You may have previously heard the term “”bitcoin”” (BTC), but do you know what it is?
Wikipedia defines bitcoin as a form of money that uses cryptography (techniques for secure communication in the presence of third parties) to control its’ creation and management – rather than relying on central authorities. In plain words, it’s digital currency that has no government-based backing; a code that is traded between two parties.
It was introduced in 2009 by a person or a group of people under the pseudonym of Satoshi Nakamoto – with initial users being mainly cryptography fans that were sending bitcoins to each other for low or no value. Satoshi’s identity still remains a mystery.
The first transaction was performed in February 2010, when a user bought 2 pizzas for 10,000BTC. Another user tried to action 10,000BTC for $50 – but no buyer was found!
In June 2010, the price grew 1000%, rising from $0.008 to $0.08. In February 2011, the value has gone up to $1 per bitcoin. After mainstream coverage and several market surges and crashes over the following couple of years, it broke the $1000 threshold on 27 November 2013 due to receiving recognition from a series of major businesses and authorities across the world.
So how does it work?
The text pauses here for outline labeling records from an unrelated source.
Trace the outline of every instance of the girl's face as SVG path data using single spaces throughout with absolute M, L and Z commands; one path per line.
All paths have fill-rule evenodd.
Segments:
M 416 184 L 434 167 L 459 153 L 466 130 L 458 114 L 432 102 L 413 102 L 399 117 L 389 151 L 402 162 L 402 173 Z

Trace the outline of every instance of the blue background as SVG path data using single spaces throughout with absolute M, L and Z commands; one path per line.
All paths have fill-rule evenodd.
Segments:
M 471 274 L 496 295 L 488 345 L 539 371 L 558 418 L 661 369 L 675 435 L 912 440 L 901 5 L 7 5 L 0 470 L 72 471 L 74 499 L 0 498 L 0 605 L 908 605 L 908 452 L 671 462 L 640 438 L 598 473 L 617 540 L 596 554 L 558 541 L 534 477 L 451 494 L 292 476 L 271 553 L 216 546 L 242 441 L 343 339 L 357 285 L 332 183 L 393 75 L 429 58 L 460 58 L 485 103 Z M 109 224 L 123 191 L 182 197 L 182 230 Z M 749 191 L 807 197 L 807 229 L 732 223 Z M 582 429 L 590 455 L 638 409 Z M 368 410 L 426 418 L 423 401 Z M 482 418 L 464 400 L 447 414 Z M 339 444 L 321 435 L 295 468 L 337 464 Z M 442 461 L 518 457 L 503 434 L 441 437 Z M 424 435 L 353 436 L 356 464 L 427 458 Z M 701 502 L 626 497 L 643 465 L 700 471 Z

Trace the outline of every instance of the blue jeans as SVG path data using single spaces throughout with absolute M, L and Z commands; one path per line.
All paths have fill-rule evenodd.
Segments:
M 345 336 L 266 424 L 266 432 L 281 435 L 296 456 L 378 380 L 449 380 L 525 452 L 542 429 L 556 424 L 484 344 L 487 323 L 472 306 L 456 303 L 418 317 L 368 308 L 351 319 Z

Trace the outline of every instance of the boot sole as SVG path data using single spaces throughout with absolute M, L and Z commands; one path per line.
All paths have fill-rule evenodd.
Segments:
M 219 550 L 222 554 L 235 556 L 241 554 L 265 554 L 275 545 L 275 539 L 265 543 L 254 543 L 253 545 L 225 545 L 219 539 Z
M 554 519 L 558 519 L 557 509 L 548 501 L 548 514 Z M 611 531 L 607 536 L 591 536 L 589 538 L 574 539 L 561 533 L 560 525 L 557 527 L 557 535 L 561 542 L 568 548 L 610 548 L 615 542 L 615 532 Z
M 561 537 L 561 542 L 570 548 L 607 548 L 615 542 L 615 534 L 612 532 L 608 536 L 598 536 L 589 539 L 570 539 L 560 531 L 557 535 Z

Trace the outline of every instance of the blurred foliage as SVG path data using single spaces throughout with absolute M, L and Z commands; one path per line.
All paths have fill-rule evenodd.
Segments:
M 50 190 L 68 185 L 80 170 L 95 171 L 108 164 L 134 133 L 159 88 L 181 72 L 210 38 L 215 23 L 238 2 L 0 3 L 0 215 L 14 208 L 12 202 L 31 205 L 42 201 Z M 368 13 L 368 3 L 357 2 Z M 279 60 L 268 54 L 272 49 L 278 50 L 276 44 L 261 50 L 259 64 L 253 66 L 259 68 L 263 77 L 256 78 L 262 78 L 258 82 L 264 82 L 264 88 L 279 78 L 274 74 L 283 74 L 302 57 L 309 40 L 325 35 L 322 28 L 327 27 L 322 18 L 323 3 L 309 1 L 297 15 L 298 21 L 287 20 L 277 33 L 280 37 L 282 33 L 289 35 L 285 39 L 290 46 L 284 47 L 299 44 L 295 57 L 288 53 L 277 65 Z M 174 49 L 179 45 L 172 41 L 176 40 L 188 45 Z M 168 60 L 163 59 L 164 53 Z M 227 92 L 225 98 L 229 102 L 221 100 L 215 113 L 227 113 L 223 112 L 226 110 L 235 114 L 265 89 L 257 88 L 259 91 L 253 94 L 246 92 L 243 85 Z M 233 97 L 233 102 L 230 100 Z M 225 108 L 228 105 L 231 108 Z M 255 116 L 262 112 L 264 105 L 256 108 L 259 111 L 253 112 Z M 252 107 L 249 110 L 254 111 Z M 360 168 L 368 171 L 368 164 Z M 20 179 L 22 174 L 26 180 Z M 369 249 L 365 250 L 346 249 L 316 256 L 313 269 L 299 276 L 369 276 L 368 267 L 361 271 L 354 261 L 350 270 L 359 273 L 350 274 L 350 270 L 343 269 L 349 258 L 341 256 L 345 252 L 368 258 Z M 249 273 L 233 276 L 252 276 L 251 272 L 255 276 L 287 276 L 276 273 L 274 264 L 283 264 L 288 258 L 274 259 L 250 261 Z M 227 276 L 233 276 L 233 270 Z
When one user sends bitcoins to another user, the transaction needs to be validated by others in the network and added to the public ledger of transactions, using a series of calculations performed by people who use their computers connected to the network to carry out these calculations.
Once a user – “”the miner”” – successfully performs such calculations to verify bitcoin transactions between users, they get rewarded with new bitcoins. This will continue until 21 million bitcoins have been mined.
At this stage, the future of bitcoin is not very clear due to its’ price volatility, although some mainstream services like OkCupid, Baidu and Reddit are now accepting bitcoin as a form of payment. Sir Richard Branson has also recently announced that his space tourism company Virgin Galactic will soon be accepting bitcoin. Does bitcoin have the potential to eventually replace cash? Will people be able to apply for bitcoin payday loans? We will have to wait and see what happens!